One of those groups is the American Association for Justice and, in this instance, another is the Virgin Islands Trial Lawyers Association. St. Croix attorney Lee Rohn is a member of the former and president of the latter.
“We have commented on people being suggested and we have recommended people,” Rohn said, indicating that there has been at least some movement on the issue. Names of people under consideration are strictly confidential.
Rohn said she has been working behind the scenes to try to get the president to make an appointment, but given the way Congress has refused to consider many of his previous nominations, he may not want to take on another fight before the presidential election in November, even one involving such a small jurisdiction as the Virgin Islands.
“I wouldn’t be optimistic,” Rohn said, “but it doesn’t keep us from trying.”
Former VI Delegate Donna Christensen concurred.
“I really don’t see anything happening this year,” she said, citing the same political impasse as Rohn.
Christensen said she tried to get action on the appointment before it even became an issue. Over the years, she has had input on several federal appointments, both to the U.S. Attorney’s Office and to District Court.
“I always thought it was important to find a local person” to fill those positions, she added.
“I did support his (Gomez’s) reappointment … I did communicate on his behalf with the White House,” she said. That was before his term ended and before she vacated her seat to run, unsuccessfully, for governor.
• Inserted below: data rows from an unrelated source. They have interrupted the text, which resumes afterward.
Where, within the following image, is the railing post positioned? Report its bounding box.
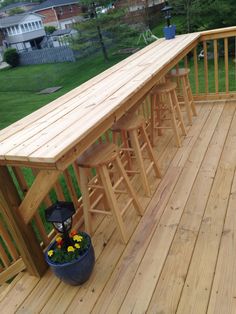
[0,166,47,277]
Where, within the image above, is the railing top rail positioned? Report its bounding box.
[0,33,200,169]
[199,26,236,41]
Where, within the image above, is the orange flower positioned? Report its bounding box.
[56,237,62,244]
[70,230,77,237]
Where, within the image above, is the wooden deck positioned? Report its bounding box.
[0,101,236,314]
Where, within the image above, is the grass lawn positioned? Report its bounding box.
[0,55,124,129]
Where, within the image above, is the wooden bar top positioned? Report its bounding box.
[0,33,201,169]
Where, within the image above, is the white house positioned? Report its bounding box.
[0,13,46,51]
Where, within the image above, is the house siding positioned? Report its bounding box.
[6,29,45,44]
[36,4,82,26]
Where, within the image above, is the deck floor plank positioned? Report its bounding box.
[43,111,181,313]
[92,105,212,313]
[119,104,224,313]
[207,170,236,314]
[3,101,236,314]
[148,105,235,314]
[177,103,236,314]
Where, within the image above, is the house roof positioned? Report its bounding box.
[32,0,79,12]
[52,28,73,36]
[0,13,41,28]
[0,2,35,12]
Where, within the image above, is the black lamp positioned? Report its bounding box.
[45,201,75,242]
[161,1,173,27]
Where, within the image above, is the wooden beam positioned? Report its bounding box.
[200,26,236,41]
[193,47,199,94]
[0,166,47,276]
[203,41,209,94]
[214,39,219,93]
[224,38,229,93]
[193,92,236,101]
[19,170,60,224]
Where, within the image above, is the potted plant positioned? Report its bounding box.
[45,202,95,285]
[161,1,176,39]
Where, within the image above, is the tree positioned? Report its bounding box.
[170,0,199,33]
[170,0,236,32]
[73,0,137,61]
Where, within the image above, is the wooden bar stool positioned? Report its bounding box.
[77,143,143,243]
[151,81,187,147]
[167,68,197,125]
[112,112,161,196]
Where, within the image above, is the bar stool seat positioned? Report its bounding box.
[77,143,143,243]
[151,81,187,147]
[167,68,197,125]
[112,113,161,196]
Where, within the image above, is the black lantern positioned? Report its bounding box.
[45,201,75,242]
[161,1,173,27]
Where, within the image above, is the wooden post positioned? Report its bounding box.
[0,166,47,277]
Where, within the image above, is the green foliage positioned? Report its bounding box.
[0,0,44,8]
[48,232,90,264]
[169,0,236,33]
[3,48,20,67]
[9,8,25,15]
[44,25,56,34]
[72,1,138,59]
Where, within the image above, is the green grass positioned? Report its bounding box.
[0,55,124,129]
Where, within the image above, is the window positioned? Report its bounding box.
[7,27,12,36]
[24,24,29,32]
[15,25,20,34]
[59,7,63,15]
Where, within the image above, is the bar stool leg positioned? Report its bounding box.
[129,130,151,196]
[171,91,187,136]
[140,127,161,178]
[181,77,193,125]
[98,166,128,243]
[79,167,92,234]
[150,94,157,146]
[167,93,181,147]
[115,158,143,216]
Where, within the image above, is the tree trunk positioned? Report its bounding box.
[93,2,109,61]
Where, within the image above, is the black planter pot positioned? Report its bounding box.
[45,232,95,286]
[163,25,176,40]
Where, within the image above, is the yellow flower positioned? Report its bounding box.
[73,234,83,242]
[56,237,62,243]
[48,250,54,257]
[67,245,75,252]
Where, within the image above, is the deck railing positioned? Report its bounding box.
[0,27,236,284]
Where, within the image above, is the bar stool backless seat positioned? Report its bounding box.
[77,143,143,243]
[112,112,161,196]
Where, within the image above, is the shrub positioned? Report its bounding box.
[3,48,20,67]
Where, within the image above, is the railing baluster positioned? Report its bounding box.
[214,39,219,93]
[184,55,188,68]
[193,47,199,95]
[203,41,209,94]
[224,38,229,93]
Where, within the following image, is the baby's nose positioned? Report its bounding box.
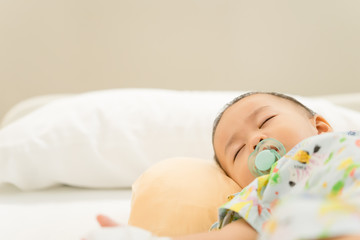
[253,138,264,150]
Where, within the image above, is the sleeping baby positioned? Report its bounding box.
[83,92,360,240]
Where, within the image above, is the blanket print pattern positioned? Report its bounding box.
[212,131,360,240]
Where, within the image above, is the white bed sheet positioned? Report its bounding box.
[0,184,131,240]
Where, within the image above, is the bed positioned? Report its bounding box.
[0,89,360,240]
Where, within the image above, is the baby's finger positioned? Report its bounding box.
[96,214,120,227]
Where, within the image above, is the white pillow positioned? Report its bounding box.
[0,89,360,190]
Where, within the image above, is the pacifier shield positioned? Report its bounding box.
[255,150,276,171]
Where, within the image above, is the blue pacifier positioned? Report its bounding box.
[248,138,286,177]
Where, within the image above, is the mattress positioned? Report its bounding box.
[0,184,131,240]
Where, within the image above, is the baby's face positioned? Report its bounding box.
[214,94,318,187]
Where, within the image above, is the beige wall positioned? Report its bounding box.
[0,0,360,117]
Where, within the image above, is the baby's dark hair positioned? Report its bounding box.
[212,92,316,167]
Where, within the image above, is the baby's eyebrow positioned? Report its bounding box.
[246,105,271,120]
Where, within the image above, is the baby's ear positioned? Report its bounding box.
[314,115,333,134]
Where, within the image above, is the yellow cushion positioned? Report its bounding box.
[129,158,241,236]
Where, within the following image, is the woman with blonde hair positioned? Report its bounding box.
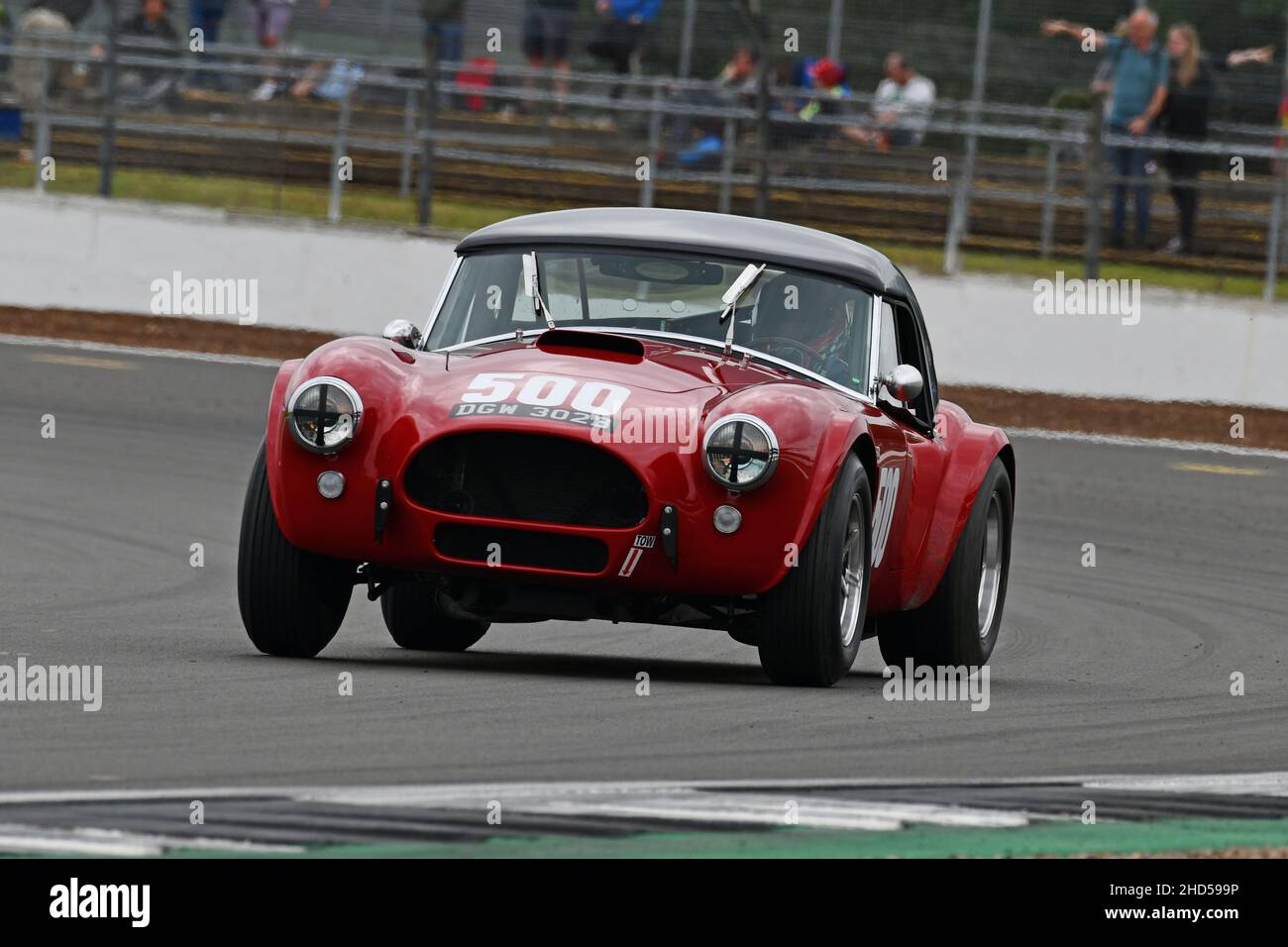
[1162,23,1274,254]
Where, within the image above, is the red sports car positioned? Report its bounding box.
[237,209,1015,685]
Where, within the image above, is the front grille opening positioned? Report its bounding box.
[403,432,648,528]
[434,523,608,574]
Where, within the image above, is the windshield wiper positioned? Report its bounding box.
[720,263,765,359]
[523,253,555,329]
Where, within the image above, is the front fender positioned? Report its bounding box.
[901,401,1015,608]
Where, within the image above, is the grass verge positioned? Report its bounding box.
[0,159,1288,297]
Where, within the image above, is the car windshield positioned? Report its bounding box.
[426,250,872,391]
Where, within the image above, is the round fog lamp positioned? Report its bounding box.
[712,506,742,533]
[318,471,344,500]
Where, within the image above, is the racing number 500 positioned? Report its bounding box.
[461,371,631,416]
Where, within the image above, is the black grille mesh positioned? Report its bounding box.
[404,432,648,528]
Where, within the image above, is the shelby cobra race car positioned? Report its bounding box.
[237,209,1015,685]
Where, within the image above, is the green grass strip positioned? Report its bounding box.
[0,159,1288,297]
[158,818,1288,858]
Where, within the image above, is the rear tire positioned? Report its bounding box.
[877,459,1014,670]
[759,454,872,686]
[380,582,490,651]
[237,445,355,657]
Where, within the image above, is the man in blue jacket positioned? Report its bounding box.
[587,0,662,98]
[1042,7,1167,248]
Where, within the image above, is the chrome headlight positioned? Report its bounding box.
[286,377,362,454]
[702,415,778,489]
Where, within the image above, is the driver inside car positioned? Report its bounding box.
[751,273,850,384]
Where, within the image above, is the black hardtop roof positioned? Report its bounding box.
[456,207,912,299]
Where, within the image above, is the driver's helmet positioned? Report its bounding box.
[752,273,849,353]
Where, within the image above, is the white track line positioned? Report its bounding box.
[0,334,286,368]
[0,771,1288,808]
[0,334,1288,460]
[1005,427,1288,460]
[0,824,304,858]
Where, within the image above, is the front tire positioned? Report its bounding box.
[759,454,872,686]
[237,445,355,657]
[877,458,1014,669]
[380,582,489,651]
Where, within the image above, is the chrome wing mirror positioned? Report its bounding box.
[881,365,924,404]
[383,320,420,349]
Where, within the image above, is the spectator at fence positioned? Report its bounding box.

About the time Gomez’s term actually expired, the White House signaled that he would not be reappointed, Rohn said, adding that her efforts to push for a new appointment began then.
Virgin Islands District Court judges serve a 10-year term. Gomez came to the bench Jan. 3, 2005, meaning his term ended at the start of 2015.
Attorney Russell Pate, president of the V.I. Bar Association, filed a complaint last year, arguing that Gomez had to stop hearing cases since his term had expired.
“The functioning of the courts is very important,” Pate said in an interview last week. Any delay in filling vacancies is detrimental. “It’s just at the expense of the general public.” Quoting the old adage, he added “Justice delayed is justice denied.”
The complaint may have been intended to provoke action by the White House, but it appears to have failed. One attorney described it as “frivolous” since the law provides for a judge to continue to serve until replaced.
There also is precedent for such service. Judge Thomas K. Moore ‘s term ended in June 2002, and he was not replaced until Gomez put on his judicial robes in January 2005.
Pate said the complaint was issue-driven and not meant as a personal criticism.
“Judge Gomez is an exceedingly qualified jurist,” Pate said. “We hope we get another” like him. “It’s unfair to have a jurist who’s sitting in limbo.”
Gomez did not respond to requests for comment.
Pate said the Bar Association has not been asked to recommend anyone, nor has it been asked to assess any person who is under consideration for appointment.
He, Rohn and Christensen all described the appointment process as highly political.
The three top local officials central to the vetting process all avoided comment.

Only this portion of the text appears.